Change of issuer of Lassila & Tikanoja’s EUR 75 million sustainability-linked notes


Lassila & Tikanoja Plc
Stock exchange release
31 December 2025 at 2.30 pm EET

Change of issuer of Lassila & Tikanoja’s EUR 75 million sustainability-linked notes 

NOT FOR RELEASE, PUBLICATION OR DISTRIBUTION, DIRECTLY OR INDIRECTLY, TO ANY PERSON LOCATED OR RESIDENT IN OR INTO THE UNITED STATES, AUSTRALIA, CANADA, HONG KONG, SOUTH AFRICA, JAPAN, NEW ZEALAND OR SINGAPORE OR ANY OTHER JURISDICTION WHERE SUCH RELEASE, PUBLICATION OR DISTRIBUTION WOULD BE UNLAWFUL OR REQUIRE REGISTRATION OR ANY OTHER MEASURES. THIS RELEASE DOES NOT CONSTITUTE AN OFFER TO SELL OR BUY ANY OF THE SECURITIES DESCRIBED HEREIN.

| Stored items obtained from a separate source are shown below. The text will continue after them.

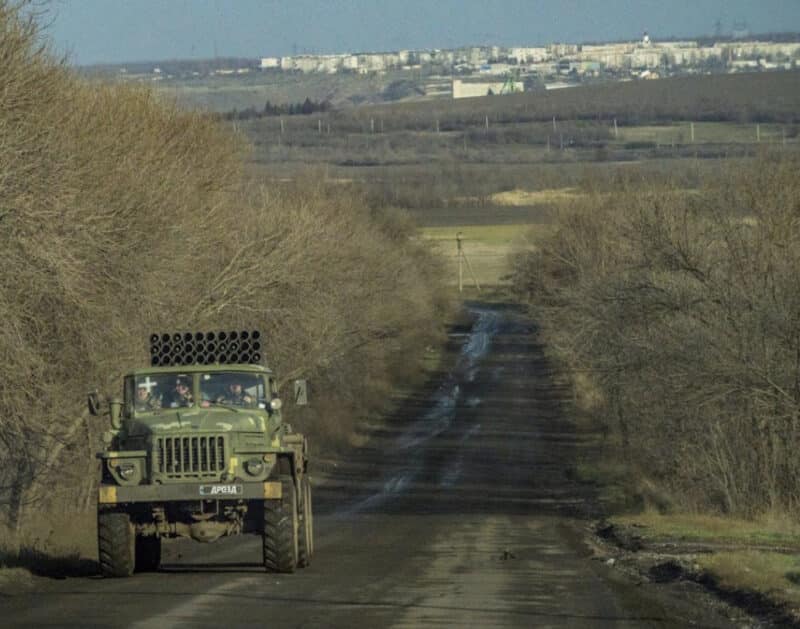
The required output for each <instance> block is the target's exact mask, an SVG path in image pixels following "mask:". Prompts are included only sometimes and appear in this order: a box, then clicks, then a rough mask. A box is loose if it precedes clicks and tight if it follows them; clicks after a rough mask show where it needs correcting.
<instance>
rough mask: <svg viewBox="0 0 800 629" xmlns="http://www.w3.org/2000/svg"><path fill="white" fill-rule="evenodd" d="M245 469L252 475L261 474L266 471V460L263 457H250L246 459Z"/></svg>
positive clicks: (244, 465) (245, 463)
mask: <svg viewBox="0 0 800 629" xmlns="http://www.w3.org/2000/svg"><path fill="white" fill-rule="evenodd" d="M244 469H245V470H246V471H247V473H248V474H250V476H261V474H263V473H264V461H262V460H261V459H248V460H247V461H245V464H244Z"/></svg>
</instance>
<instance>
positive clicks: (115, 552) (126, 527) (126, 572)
mask: <svg viewBox="0 0 800 629" xmlns="http://www.w3.org/2000/svg"><path fill="white" fill-rule="evenodd" d="M135 548H136V533H135V532H134V530H133V525H132V524H131V519H130V517H129V516H128V514H127V513H98V514H97V551H98V556H99V559H100V572H101V574H102V575H103V576H105V577H129V576H131V575H132V574H133V569H134V566H135V561H136V551H135Z"/></svg>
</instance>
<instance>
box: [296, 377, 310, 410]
mask: <svg viewBox="0 0 800 629" xmlns="http://www.w3.org/2000/svg"><path fill="white" fill-rule="evenodd" d="M294 403H295V404H297V406H306V405H308V381H307V380H295V381H294Z"/></svg>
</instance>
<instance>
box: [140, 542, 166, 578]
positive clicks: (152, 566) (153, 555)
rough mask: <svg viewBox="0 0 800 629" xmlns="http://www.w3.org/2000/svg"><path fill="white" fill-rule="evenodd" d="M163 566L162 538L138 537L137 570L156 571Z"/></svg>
mask: <svg viewBox="0 0 800 629" xmlns="http://www.w3.org/2000/svg"><path fill="white" fill-rule="evenodd" d="M160 566H161V538H160V537H156V536H153V535H151V536H149V537H137V538H136V572H155V571H156V570H158V568H159V567H160Z"/></svg>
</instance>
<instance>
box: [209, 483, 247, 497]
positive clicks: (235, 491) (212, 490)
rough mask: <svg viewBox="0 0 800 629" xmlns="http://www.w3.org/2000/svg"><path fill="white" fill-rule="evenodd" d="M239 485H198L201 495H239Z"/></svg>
mask: <svg viewBox="0 0 800 629" xmlns="http://www.w3.org/2000/svg"><path fill="white" fill-rule="evenodd" d="M242 493H243V489H242V486H241V485H200V495H201V496H240V495H241V494H242Z"/></svg>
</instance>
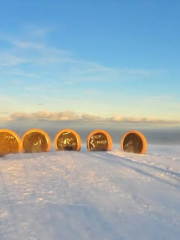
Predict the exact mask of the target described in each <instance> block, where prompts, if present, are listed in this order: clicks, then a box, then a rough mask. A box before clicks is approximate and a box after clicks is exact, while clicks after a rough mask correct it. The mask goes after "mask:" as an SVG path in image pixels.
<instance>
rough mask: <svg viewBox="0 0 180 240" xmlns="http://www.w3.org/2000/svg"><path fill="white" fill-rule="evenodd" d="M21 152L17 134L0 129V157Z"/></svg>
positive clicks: (20, 142)
mask: <svg viewBox="0 0 180 240" xmlns="http://www.w3.org/2000/svg"><path fill="white" fill-rule="evenodd" d="M21 151H22V142H21V139H20V137H19V136H18V134H17V133H15V132H14V131H12V130H9V129H0V157H3V156H4V155H6V154H10V153H19V152H21Z"/></svg>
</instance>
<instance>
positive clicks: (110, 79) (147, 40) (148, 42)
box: [0, 0, 180, 124]
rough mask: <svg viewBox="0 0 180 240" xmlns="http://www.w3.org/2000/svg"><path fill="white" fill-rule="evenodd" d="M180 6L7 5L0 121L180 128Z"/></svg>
mask: <svg viewBox="0 0 180 240" xmlns="http://www.w3.org/2000/svg"><path fill="white" fill-rule="evenodd" d="M179 12H180V1H178V0H174V1H166V0H162V1H161V0H157V1H155V0H154V1H152V0H149V1H147V0H126V1H125V0H124V1H121V0H113V1H110V0H97V1H95V0H84V1H83V0H76V1H73V0H66V1H65V0H64V1H63V0H61V1H57V0H56V1H49V0H39V1H35V0H31V1H23V0H6V1H5V0H0V100H1V105H0V121H1V122H3V121H20V120H23V119H33V120H48V121H57V120H77V121H79V120H80V121H81V120H89V121H112V122H126V121H127V122H128V121H130V122H135V123H136V122H148V123H156V122H157V123H161V122H162V123H170V124H179V123H180V94H179V92H180V90H179V89H180V68H179V67H180V44H179V43H180V29H179V28H180V27H179V23H180V14H179Z"/></svg>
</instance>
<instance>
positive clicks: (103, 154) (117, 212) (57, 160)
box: [0, 145, 180, 240]
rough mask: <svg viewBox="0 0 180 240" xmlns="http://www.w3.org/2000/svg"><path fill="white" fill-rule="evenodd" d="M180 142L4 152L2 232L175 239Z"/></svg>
mask: <svg viewBox="0 0 180 240" xmlns="http://www.w3.org/2000/svg"><path fill="white" fill-rule="evenodd" d="M179 226H180V149H179V148H178V147H173V146H169V147H168V146H153V145H152V146H150V147H149V150H148V153H147V155H136V154H131V153H125V152H121V151H120V150H118V148H117V149H115V150H113V151H111V152H88V151H87V150H83V149H82V151H80V152H50V153H40V154H17V155H8V156H5V157H4V158H2V159H1V160H0V239H1V240H24V239H28V240H31V239H32V240H42V239H43V240H51V239H52V240H59V239H61V240H66V239H67V240H71V239H72V240H81V239H82V240H92V239H98V240H101V239H102V240H105V239H106V240H121V239H122V240H125V239H128V240H142V239H143V240H144V239H146V240H152V239H158V240H161V239H167V240H170V239H171V240H178V239H179V236H180V227H179Z"/></svg>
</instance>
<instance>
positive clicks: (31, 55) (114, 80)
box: [0, 26, 157, 84]
mask: <svg viewBox="0 0 180 240" xmlns="http://www.w3.org/2000/svg"><path fill="white" fill-rule="evenodd" d="M49 31H50V30H49V29H48V28H39V29H38V28H36V27H34V26H30V27H29V32H30V33H28V34H27V32H26V33H24V34H22V35H21V37H18V36H4V37H2V36H1V40H2V41H4V42H7V43H9V44H10V46H9V47H8V48H7V49H0V67H1V69H2V67H4V69H2V70H3V71H5V70H7V69H6V68H8V67H9V68H8V69H10V70H11V72H10V73H9V74H11V75H13V72H14V73H15V74H18V72H19V75H22V76H24V77H29V76H30V77H32V78H33V77H36V75H37V69H38V72H39V74H40V75H41V76H42V77H47V76H48V74H51V75H53V76H64V79H66V81H67V82H66V81H64V80H62V82H64V83H66V84H67V83H75V82H90V81H92V82H106V81H112V80H113V81H119V80H120V81H123V80H127V78H131V79H133V78H135V79H136V78H137V77H142V78H146V77H148V76H149V75H151V74H154V73H155V70H149V69H121V68H113V67H108V66H105V65H103V64H100V63H97V62H93V61H86V60H84V59H80V58H79V57H77V56H74V54H73V53H72V52H69V51H68V50H67V49H61V48H56V47H54V46H52V45H49V44H48V42H47V41H46V39H47V38H46V36H47V34H48V33H49ZM31 35H33V38H32V36H31ZM42 35H43V38H39V36H42ZM27 63H28V66H29V67H30V68H29V69H30V70H28V69H26V71H25V72H24V69H23V64H27ZM12 67H13V69H12ZM17 68H18V69H17ZM42 69H45V70H46V71H44V70H42ZM156 71H157V70H156Z"/></svg>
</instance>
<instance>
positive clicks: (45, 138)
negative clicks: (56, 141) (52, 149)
mask: <svg viewBox="0 0 180 240" xmlns="http://www.w3.org/2000/svg"><path fill="white" fill-rule="evenodd" d="M22 145H23V151H24V152H25V153H38V152H48V151H50V149H51V140H50V137H49V136H48V134H47V133H46V132H44V131H43V130H41V129H30V130H29V131H27V132H26V133H24V135H23V137H22Z"/></svg>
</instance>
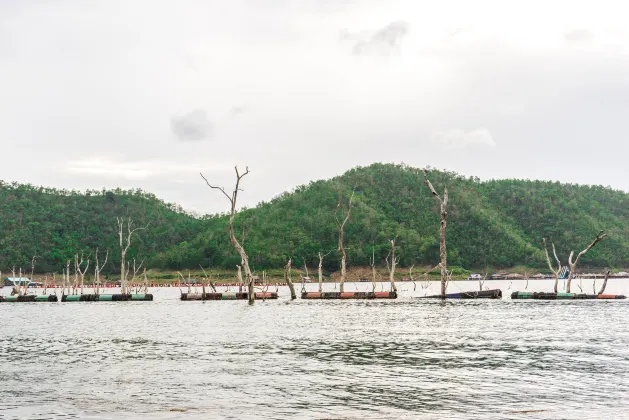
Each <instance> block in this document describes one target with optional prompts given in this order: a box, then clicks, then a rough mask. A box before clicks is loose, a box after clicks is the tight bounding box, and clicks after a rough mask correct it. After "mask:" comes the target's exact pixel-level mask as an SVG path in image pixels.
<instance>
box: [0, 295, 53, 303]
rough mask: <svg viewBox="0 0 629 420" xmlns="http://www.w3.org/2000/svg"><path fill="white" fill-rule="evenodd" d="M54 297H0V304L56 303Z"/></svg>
mask: <svg viewBox="0 0 629 420" xmlns="http://www.w3.org/2000/svg"><path fill="white" fill-rule="evenodd" d="M58 300H59V298H57V296H56V295H48V296H46V295H38V296H36V295H22V296H0V302H57V301H58Z"/></svg>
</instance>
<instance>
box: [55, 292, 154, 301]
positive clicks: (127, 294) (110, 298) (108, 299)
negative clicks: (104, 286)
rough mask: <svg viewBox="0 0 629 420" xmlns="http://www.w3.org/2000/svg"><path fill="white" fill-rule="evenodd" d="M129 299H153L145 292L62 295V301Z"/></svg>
mask: <svg viewBox="0 0 629 420" xmlns="http://www.w3.org/2000/svg"><path fill="white" fill-rule="evenodd" d="M130 300H153V295H152V294H150V293H147V294H124V295H122V294H117V295H96V294H84V295H63V296H62V297H61V301H62V302H127V301H130Z"/></svg>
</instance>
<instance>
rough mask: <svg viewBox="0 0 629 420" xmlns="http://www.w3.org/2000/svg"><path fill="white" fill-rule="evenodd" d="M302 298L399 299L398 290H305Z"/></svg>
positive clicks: (345, 298) (332, 298)
mask: <svg viewBox="0 0 629 420" xmlns="http://www.w3.org/2000/svg"><path fill="white" fill-rule="evenodd" d="M301 298H302V299H397V292H342V293H341V292H303V293H302V294H301Z"/></svg>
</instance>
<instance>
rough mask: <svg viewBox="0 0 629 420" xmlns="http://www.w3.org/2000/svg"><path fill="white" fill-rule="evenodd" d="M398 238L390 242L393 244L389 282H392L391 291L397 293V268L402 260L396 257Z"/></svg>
mask: <svg viewBox="0 0 629 420" xmlns="http://www.w3.org/2000/svg"><path fill="white" fill-rule="evenodd" d="M396 238H397V237H396ZM396 238H393V239H390V240H389V242H390V243H391V265H390V267H389V281H390V282H391V291H392V292H396V293H397V287H395V267H396V266H397V264H398V262H400V259H399V257H396V256H395V239H396ZM387 265H389V260H388V257H387Z"/></svg>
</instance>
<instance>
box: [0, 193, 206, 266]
mask: <svg viewBox="0 0 629 420" xmlns="http://www.w3.org/2000/svg"><path fill="white" fill-rule="evenodd" d="M117 217H124V218H125V220H126V219H127V218H129V217H131V218H132V220H133V223H134V226H135V227H143V226H145V225H146V224H149V225H148V228H147V230H146V231H139V232H138V233H137V234H136V235H134V237H133V246H132V247H131V249H130V250H129V256H128V257H127V259H128V260H130V259H132V258H134V257H136V256H137V258H138V261H139V260H142V259H148V260H150V259H152V258H154V257H155V256H156V255H157V254H158V253H160V252H164V251H166V250H167V249H168V248H169V247H172V246H174V245H177V244H179V243H181V242H184V241H186V240H190V239H191V238H194V237H195V236H196V235H198V233H199V232H200V231H201V229H202V223H203V222H202V221H201V220H199V219H197V218H194V217H191V216H190V215H188V214H186V213H185V212H183V210H182V209H181V208H180V207H178V206H176V205H170V204H166V203H164V202H163V201H161V200H159V199H157V198H156V197H155V196H154V195H152V194H149V193H146V192H143V191H141V190H135V191H123V190H113V191H106V190H102V191H86V192H83V193H79V192H77V191H67V190H55V189H50V188H42V187H34V186H32V185H23V184H17V183H12V184H6V183H2V182H0V270H3V271H4V272H5V273H6V272H7V270H9V269H10V268H12V267H13V266H15V267H21V268H24V269H28V270H30V267H31V258H32V257H33V256H36V270H37V271H39V272H60V271H61V269H62V267H65V261H66V260H68V259H73V257H74V255H75V253H80V252H83V253H84V254H85V255H86V256H87V255H88V254H90V253H92V255H93V254H94V251H95V250H96V249H97V248H98V249H99V250H100V258H101V262H102V260H103V259H104V253H105V251H106V250H109V261H110V264H108V267H107V268H108V270H106V271H116V270H118V271H119V268H117V267H120V245H119V236H118V224H117V220H116V218H117ZM149 222H150V223H149ZM125 229H126V225H125ZM92 259H93V257H92ZM72 264H73V262H72ZM92 267H93V265H92ZM90 270H91V269H90Z"/></svg>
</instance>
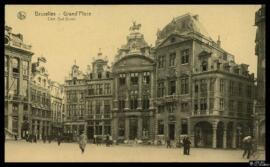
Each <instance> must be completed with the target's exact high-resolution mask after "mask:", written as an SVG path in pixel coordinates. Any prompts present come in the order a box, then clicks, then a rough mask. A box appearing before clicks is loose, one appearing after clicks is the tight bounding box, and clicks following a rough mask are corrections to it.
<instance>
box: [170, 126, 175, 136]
mask: <svg viewBox="0 0 270 167" xmlns="http://www.w3.org/2000/svg"><path fill="white" fill-rule="evenodd" d="M174 131H175V125H174V124H169V138H170V140H174Z"/></svg>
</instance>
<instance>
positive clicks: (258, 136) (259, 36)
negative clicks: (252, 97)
mask: <svg viewBox="0 0 270 167" xmlns="http://www.w3.org/2000/svg"><path fill="white" fill-rule="evenodd" d="M255 26H257V33H256V39H255V42H256V47H255V54H256V56H257V57H258V59H257V60H258V61H257V97H256V100H257V103H256V110H255V114H256V117H255V118H256V119H257V121H256V128H257V129H256V132H257V134H255V135H256V136H257V140H258V141H259V145H261V146H265V5H262V7H261V8H260V9H259V10H258V11H257V12H256V14H255Z"/></svg>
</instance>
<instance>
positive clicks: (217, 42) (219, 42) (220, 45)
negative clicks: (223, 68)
mask: <svg viewBox="0 0 270 167" xmlns="http://www.w3.org/2000/svg"><path fill="white" fill-rule="evenodd" d="M217 45H218V47H219V48H220V46H221V41H220V36H218V40H217Z"/></svg>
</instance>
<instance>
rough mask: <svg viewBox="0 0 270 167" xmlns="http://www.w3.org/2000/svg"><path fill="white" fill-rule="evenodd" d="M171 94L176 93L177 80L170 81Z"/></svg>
mask: <svg viewBox="0 0 270 167" xmlns="http://www.w3.org/2000/svg"><path fill="white" fill-rule="evenodd" d="M169 83H170V84H169V95H175V93H176V85H175V81H170V82H169Z"/></svg>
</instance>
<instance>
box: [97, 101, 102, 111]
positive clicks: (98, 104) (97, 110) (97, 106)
mask: <svg viewBox="0 0 270 167" xmlns="http://www.w3.org/2000/svg"><path fill="white" fill-rule="evenodd" d="M100 107H101V102H100V101H96V114H100Z"/></svg>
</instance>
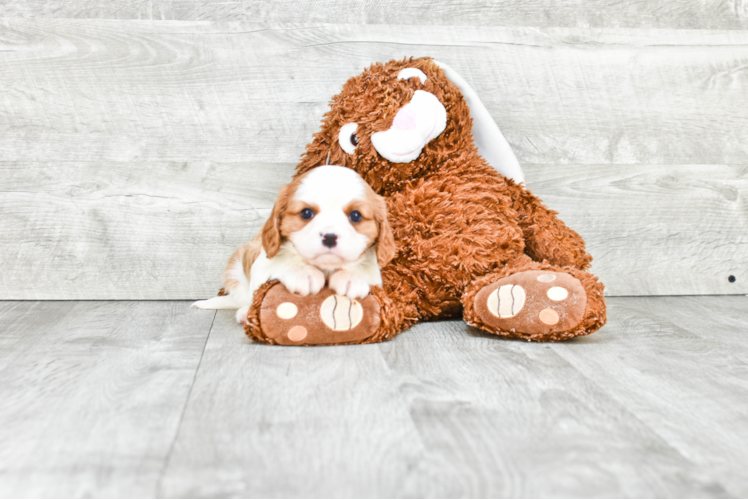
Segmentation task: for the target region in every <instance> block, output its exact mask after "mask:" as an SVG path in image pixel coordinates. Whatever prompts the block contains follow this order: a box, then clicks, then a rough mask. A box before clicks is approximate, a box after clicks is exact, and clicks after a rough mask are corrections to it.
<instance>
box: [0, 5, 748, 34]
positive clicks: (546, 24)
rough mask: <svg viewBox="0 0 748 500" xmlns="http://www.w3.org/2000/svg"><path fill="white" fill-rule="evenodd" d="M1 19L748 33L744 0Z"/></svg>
mask: <svg viewBox="0 0 748 500" xmlns="http://www.w3.org/2000/svg"><path fill="white" fill-rule="evenodd" d="M0 16H7V17H55V18H71V17H73V18H115V19H171V20H211V21H235V20H243V21H254V22H265V23H278V22H295V23H308V22H313V23H352V24H416V25H445V24H450V25H460V26H463V25H467V26H543V27H545V26H548V27H560V26H562V27H595V28H610V27H616V28H618V27H626V28H711V29H745V28H746V27H748V3H746V2H745V1H744V0H679V1H678V2H673V1H669V0H649V1H643V0H586V1H583V0H561V1H558V0H556V1H550V0H505V1H497V0H494V1H489V0H477V1H476V0H429V1H428V2H407V1H403V0H381V1H377V2H355V3H354V2H346V1H344V0H333V1H330V0H327V1H320V0H317V1H304V2H299V1H292V0H276V1H270V0H262V1H251V2H247V1H240V0H230V1H221V2H206V1H203V0H150V1H148V2H143V1H139V0H127V1H118V2H107V1H104V0H66V1H63V0H54V1H44V2H43V1H41V0H8V1H6V2H4V3H3V5H2V7H0Z"/></svg>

The completion of the partial demerger of Lassila & Tikanoja plc (currently Luotea Plc) (the “Demerger”) has today on 31 December 2025 been registered with the Finnish Trade Register whereby all assets, debts and liabilities relating to the Circular Economy business area or mainly serving the Circular Economy business area have been transferred to a new independent company incorporated in the Demerger named Lassila & Tikanoja Plc (“Lassila & Tikanoja”). As a consequence of the completion of the Demerger, the effective date under the notice of written procedure dated 7 August 2025 concerning the written procedure for the outstanding EUR 75,000,000 sustainability-linked notes due in 2028 and which have a fixed annual interest at the rate of 3.375 per cent (ISIN: FI4000523022) (the “Notes”) has occurred today, 31 December 2025 (the “Effective Date”). The amended and restated terms and conditions apply to the Notes from the Effective Date and all obligations and liabilities of the issuer under or in relation to the Notes have been transferred solely to, and assumed by, Lassila & Tikanoja, which is the new issuer of the Notes.

Each noteholder who on 14 January 2026 is registered as direct registered owner or nominee in the holder register maintained by Euroclear Finland Oy, and who prior to 4:00 p.m. (Finnish time) on 28 August 2025 voted in favour of the proposal or expressly abstained from voting, will receive a consent fee (the “Consent Fee”) in an amount equal to 0.20 per cent, calculated on the principal amount of the Notes held by such noteholder. The Consent Fee will be paid on 15 January 2026.

For further information, please contact:

Joni Sorsanen, CFO, tel. +358 50 443 3045

Danske Bank A/S as Paying Agent

E-mail: liabilitymanagement@danskebank.dk or tel: +45 33 64 88 51

Disclaimer

In a number of jurisdictions, in particular in Australia, Canada, South Africa, Singapore, Japan and the United States, the distribution of this announcement may be subject to restrictions imposed by law (such as registration of the relevant offering documents, admission, qualification and other regulations). Persons into whose possession this announcement comes are required to inform themselves about, and to observe, all such restrictions. This release does not constitute an offer to sell or the solicitation of an offer to buy any securities in any jurisdiction in which such offer, solicitation or sale would be unlawful prior to registration, exemption from registration or qualification under the securities laws of any such jurisdiction. The securities referenced in this release, including the Notes, have not been, and will not be, registered under the United States Securities Act of 1933, as amended or under the securities laws of any state of the United States. This release is neither an offer to sell nor a solicitation of an offer to buy any securities and shall not constitute an offer, solicitation or sale in the United States.